A brief Introduction to Electromagnetism

A brief Introduction to Electromagnetism
Photo by israel palacio on Unsplash

Electromagnetism is a branch of physics which majors on the study of electromagnetic forces that propagates between electrically charged particles.

 

It is simply a physical interaction between electricity and magnetism. This is illustrated by when a charging magnetic field ejects an electric field while a charging electric field exhibits a magnetic field.

Electromagnetism is among the four fundamental interactions or forces in nature. The rest of them include the weak interactions, strong forces, and gravity.

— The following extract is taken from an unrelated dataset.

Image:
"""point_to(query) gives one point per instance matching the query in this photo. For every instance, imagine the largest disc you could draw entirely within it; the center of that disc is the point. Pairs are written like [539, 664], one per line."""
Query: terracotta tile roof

People see both electricity and magnetism as so much different but they are very much related to each other. Both electricity and magnetism are the two different representation electromagnetism. We use electromagnetic force in determining the internal components and structures of variety of objects we come across in our day to day lives.

An Inter-Molecular Force

Due to exposure to the electromagnetic force all objects takes their form due to the inter-molecular forces existing between an atom and molecule in matter. Electrons are bonded together by the electromagnetic force to an atomic nuclei, and their orbital shapes and their influence on nearby atoms with their electrons is described by quantum mechanics. The electromagnetic force controls all chemical processes, which comes as a result of interactivity between the electrons of nearby atoms.

There are different scientists who were really into electromagnetism, coming up with laws, thesis and new inventions.

James Clerk Maxwell

James Clerk Maxwell’s, published a script, A Treatise on Electricity and Magnetism, which explains that electricity and magnetism are same force whereby negative and positive charges are propagated by that one force. An example is a simple electromagnet, made of a wire, a battery and a nail whereby electric current inside the wire creates a corresponding circumferential magnetic field outside the wire. Its direction (clockwise or counter-clockwise) depends on the direction of the current in the wire. The source of the electric current is the battery.

Hans Christian

The CGS unit of magnetic induction is after a discovery made by Hans Christian Ørsted during an evening lecture when he observed that whenever he switched on and off a battery he was using, there was some deflection from magnetic north in the compass needle. This deflections Suggested that magnetic fields were emitted from all sides of a wire carrying an electric current the same manner light and heat radiations do. This yielded to a conclusion that there existed a direct relationship between electricity and magnetism.